Our nervous systems were shaped in environments characterized by:
Small, interdependent groups
Frequent face-to-face interaction
Shared responsibility for survival
Rhythms governed by seasons, light, and scarcity
Direct feedback between action and consequence
Deep time helps explain why many modern environments feel disorienting, overwhelming, or isolating — even when our material needs are met.

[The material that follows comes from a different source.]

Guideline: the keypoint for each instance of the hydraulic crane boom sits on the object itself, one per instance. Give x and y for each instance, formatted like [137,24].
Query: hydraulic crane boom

Deep time and relational design
The ways humans regulate, bond, and make meaning aren’t arbitrary.
They evolved through long-term participation in relational systems where:
Safety was collective, not individual
Identity was embedded in relationship
Conflict was metabolized through proximity and repair
Belonging was necessary for survival
From a deep time perspective, relationship isn’t a preference. It’s a biological and evolutionary requirement.
Deep time dissolves blame
When we look through deep time, many modern struggles become intelligible rather than shameful.
Anxiety, burnout, polarization, loneliness, and reactivity aren’t signs of weakness or failure. They’re often signals that our ancient bodies are operating in conditions they were never designed for.
Deep Time shifts the question from “What’s wrong with us?” to “What were we shaped for — and what are we living inside now?”
Deep Time and patience
Deep Time also teaches humility.
It reminds us that:
Human systems change slowly
Relational capacities develop through repetition and continuity
Repair takes time
New patterns require sustained conditions, not quick fixes
From this perspective, healing and transformation aren’t hacks — they’re processes.
Why deep time matters in The Experience of We
We center deep time because:
It grounds our work in biological reality
It restores dignity to our human limitations
It explains why relational coherence is costly but necessary
It anchors hope in long-term processes rather than short-term solutions
The Experience of We isn’t about transcending our humanity. It’s about designing ways of living that are compatible with the beings we actually are.
Our one-sentence synthesis
We experience Deep Time as the evolutionary context that shaped human bodies, nervous systems, and relationships — reminding us that meaningful change must honor the vast timescales and conditions that made us human.